/github-proxy-server

A tool for massive data collection from GitHub APIs (Rest and GraphQL)

Primary LanguageTypeScriptMIT LicenseMIT

🖥️ GitHub Proxy Server

Build + S3 sync Coverage Status GitHub version GitHub


GitHub Proxy Server is a tool to support developers and researchers collect massive amount of data from GitHub API (REST or GraphQL) by automatically managing access tokens and client requests to avoid triggering the GitHub API abuse detection mechanisms.


Why should I use it? GitHub API has a limited number of requests per client and implements several mechanisms to detect user abuses. Thus, users must handle these restrictions in their applications. GitHub Proxy Server is a tool that abstracts these problems by means of a proxy server.

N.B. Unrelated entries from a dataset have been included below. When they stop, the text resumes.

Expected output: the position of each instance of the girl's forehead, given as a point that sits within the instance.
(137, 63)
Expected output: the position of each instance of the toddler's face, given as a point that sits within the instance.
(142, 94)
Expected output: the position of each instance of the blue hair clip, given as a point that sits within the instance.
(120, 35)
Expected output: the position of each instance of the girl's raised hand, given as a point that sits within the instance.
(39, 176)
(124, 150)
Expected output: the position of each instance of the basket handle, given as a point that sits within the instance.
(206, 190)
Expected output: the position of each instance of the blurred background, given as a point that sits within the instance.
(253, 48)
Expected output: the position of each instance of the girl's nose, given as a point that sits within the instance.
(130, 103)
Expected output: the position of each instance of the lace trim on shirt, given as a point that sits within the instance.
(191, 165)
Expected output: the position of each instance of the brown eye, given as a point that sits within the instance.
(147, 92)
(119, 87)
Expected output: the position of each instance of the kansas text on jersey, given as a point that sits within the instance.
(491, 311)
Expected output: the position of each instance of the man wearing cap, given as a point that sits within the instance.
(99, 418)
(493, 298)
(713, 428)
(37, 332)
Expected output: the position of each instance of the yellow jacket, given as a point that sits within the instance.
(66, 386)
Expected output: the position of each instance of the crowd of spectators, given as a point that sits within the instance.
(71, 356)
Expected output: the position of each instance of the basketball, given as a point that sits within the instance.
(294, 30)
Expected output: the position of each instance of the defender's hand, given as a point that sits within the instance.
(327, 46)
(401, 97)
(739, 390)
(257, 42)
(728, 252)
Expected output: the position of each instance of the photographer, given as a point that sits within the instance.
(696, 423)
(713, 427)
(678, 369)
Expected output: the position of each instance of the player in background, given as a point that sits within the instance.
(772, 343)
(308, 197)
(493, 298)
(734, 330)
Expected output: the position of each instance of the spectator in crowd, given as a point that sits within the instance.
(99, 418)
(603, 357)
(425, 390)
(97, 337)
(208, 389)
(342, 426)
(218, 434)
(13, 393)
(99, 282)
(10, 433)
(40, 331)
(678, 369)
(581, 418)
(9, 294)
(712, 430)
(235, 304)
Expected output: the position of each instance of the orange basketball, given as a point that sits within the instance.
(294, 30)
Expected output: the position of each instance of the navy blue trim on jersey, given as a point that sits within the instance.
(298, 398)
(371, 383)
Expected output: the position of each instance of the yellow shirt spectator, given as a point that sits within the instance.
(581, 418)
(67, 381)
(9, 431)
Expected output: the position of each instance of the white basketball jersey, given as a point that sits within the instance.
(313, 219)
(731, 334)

When should I use it? This tool is intended to be used by developers and researches that need to perform massive data collection of public repositories using both REST and GraphQL APIs.

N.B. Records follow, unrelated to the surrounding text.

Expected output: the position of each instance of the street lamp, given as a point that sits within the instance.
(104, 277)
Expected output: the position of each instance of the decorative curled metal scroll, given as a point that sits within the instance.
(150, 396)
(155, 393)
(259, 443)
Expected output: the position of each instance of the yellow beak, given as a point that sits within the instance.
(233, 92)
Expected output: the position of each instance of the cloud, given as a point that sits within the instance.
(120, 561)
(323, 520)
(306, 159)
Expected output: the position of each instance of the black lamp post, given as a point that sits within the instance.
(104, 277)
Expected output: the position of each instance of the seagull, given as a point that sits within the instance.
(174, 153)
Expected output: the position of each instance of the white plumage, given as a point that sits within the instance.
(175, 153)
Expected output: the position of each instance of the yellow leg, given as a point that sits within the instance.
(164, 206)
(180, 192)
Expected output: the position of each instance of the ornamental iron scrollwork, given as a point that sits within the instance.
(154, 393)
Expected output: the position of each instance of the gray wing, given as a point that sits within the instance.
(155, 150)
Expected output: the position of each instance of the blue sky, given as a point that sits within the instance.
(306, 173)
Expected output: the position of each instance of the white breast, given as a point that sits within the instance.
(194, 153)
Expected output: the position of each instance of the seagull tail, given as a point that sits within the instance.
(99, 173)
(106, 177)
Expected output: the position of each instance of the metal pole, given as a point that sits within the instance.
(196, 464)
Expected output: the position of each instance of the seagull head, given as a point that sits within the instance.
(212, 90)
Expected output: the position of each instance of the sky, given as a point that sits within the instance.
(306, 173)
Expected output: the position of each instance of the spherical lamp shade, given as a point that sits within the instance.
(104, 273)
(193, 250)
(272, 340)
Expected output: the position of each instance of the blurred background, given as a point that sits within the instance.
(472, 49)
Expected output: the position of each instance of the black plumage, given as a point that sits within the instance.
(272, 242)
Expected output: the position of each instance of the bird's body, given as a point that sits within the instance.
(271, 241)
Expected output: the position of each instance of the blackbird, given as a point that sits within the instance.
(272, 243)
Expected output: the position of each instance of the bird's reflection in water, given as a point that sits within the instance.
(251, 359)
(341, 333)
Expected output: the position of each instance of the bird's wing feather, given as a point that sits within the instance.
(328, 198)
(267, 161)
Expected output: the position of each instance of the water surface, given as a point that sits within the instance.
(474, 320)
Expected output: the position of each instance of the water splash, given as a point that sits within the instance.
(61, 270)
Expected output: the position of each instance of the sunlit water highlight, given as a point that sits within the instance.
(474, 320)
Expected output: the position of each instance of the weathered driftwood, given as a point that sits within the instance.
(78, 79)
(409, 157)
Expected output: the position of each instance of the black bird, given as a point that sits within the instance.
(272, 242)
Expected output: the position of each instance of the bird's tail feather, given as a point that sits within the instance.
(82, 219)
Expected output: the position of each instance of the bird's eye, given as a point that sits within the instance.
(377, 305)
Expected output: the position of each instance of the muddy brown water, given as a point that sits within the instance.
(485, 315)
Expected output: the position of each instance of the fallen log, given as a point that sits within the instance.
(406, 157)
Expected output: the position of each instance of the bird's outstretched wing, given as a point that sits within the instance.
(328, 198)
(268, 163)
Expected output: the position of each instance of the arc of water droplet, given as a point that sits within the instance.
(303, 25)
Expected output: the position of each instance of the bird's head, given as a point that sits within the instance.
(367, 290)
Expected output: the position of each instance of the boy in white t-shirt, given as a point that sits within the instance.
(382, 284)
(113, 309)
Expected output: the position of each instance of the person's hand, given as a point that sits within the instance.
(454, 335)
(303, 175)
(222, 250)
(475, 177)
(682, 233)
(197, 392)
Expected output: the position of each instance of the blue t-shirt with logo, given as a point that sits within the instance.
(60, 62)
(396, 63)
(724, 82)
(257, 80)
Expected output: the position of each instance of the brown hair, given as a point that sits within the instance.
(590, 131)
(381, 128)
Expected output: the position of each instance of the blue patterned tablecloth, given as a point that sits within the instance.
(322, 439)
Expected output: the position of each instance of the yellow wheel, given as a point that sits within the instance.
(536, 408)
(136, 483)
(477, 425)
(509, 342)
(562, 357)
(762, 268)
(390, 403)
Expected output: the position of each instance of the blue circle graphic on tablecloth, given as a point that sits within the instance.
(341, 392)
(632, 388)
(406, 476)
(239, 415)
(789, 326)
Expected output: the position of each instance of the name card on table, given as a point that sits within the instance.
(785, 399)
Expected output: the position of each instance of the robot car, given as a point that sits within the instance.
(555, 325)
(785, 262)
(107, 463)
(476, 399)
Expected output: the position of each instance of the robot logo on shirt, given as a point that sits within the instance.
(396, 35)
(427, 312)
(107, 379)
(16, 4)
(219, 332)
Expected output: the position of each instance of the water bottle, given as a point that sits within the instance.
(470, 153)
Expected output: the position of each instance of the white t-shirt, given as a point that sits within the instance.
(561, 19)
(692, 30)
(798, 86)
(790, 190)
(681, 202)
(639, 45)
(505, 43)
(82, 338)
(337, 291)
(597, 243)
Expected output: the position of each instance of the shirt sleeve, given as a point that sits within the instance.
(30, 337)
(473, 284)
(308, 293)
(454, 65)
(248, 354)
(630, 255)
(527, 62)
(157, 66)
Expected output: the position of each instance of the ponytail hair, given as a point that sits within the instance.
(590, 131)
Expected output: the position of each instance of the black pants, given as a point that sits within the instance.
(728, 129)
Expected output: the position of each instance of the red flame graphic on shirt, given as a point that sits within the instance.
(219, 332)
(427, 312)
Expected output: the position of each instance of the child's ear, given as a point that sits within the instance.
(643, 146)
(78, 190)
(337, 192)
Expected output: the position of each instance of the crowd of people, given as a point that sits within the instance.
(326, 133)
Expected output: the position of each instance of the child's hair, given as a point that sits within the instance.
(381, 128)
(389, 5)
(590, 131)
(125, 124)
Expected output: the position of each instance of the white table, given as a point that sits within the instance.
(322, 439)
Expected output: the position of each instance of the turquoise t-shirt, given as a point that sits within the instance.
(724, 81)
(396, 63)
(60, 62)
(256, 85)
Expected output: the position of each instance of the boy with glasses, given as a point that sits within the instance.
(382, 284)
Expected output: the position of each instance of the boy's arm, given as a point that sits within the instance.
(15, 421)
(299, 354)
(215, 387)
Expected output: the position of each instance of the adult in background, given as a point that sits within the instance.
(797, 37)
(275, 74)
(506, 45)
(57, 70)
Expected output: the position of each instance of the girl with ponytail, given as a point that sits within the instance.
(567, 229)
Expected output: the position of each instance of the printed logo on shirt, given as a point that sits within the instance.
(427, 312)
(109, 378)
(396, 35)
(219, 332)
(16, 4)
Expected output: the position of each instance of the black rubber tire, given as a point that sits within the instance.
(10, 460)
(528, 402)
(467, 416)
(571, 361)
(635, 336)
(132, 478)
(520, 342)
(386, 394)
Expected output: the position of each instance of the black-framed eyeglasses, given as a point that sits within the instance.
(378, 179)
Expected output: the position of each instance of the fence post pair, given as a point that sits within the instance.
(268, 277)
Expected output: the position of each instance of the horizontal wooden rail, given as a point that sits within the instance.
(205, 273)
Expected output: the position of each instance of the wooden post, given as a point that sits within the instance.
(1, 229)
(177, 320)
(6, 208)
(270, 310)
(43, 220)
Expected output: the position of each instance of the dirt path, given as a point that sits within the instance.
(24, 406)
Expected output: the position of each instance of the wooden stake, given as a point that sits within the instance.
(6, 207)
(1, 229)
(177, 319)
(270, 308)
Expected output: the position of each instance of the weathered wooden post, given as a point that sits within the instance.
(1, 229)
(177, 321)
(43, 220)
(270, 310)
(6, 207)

When should I not use it? If you need to deal with private information of users and repositories this tool is not for you (see limitations section).

Can I use it with other libs? Yes, as long they allow the users setup the proxy server as base url (see samples).

How it works?

GitHub Proxy Server

Proxy Server Architecture

Features:

  • Support to multiple access tokens

  • Load balancing

  • Rate limiter

  • Customizable parameters

Getting Started

You will need to install:

npm install -g gittrends-app/github-proxy-server
# or
yarn global add gittrends-app/github-proxy-server

Alternatively, you can also download the binary for Linux, MacOS, and Windows.

Usage

To use this tool you need to provide at least one GitHub access token:

github-proxy-server -p 3000 -t <access_token>

Or provide a file with several access token (one per line):

github-proxy-server -p 3000 --tokens <tokens.txt>

After that, just make the requests to http://localhost:3000 instead of https://api.github.com. For example:

curl -s http://localhost:3000/users/gittrends-app 2>&1

To more usage information, use the option --help.

Usage: index [options]

Options:
  -p, --port <port>               Port to start the proxy server (default: 3000)
  -t, --token <token>             GitHub token to be used (default: [])
  --tokens <file>                 File containing a list of tokens
  --request-interval <interval>   Interval between requests (ms) (default: 250)
  --request-timeout <timeout>     Request timeout (ms) (default: 20000)
  --min-remaining <number>        Stop using token on (default: 100)
  --clustering                    Enable clustering mode (require redis) (default: false)
  --clustering-redis-host <host>  (clustering) redis host (default: "localhost")
  --clustering-redis-port <port>  (clustering) redis port (default: 6379)
  --clustering-redis-db <db>      (clustering) redis db (default: 0)
  --silent                        Dont show requests outputs (default: false)
  --no-override-authorization     By default, the authorization header is overrided with a configured token
  -v, --version                   output the current version
  -h, --help                      display help for command

Limitations

GitHub Proxy Server was primarly intended to be a tool to support massive data collection of public repositories and users. To this purpose, we use a pool of access tokens to proxy requests to GitHub servers. For each request, we select the token with the lowest queue size and with more requests available.

Besides that, we do not perform any verification on the clients requests, which may implies in security issues for the users who provided their tokens.

To mitigate this problem, you can ensure that your access tokens are generated using only the necessary scopes (e.g., public_repo, read:user, etc.).

You may also ensure access to the proxy server only to users that you trust.

Integrations

As mentioned, this tool can be used with serveral other libraries. You can find several examples in samples folder.

Contributing

Pull requests are welcome. For major changes, please open an issue first to discuss what you would like to change.

License

MIT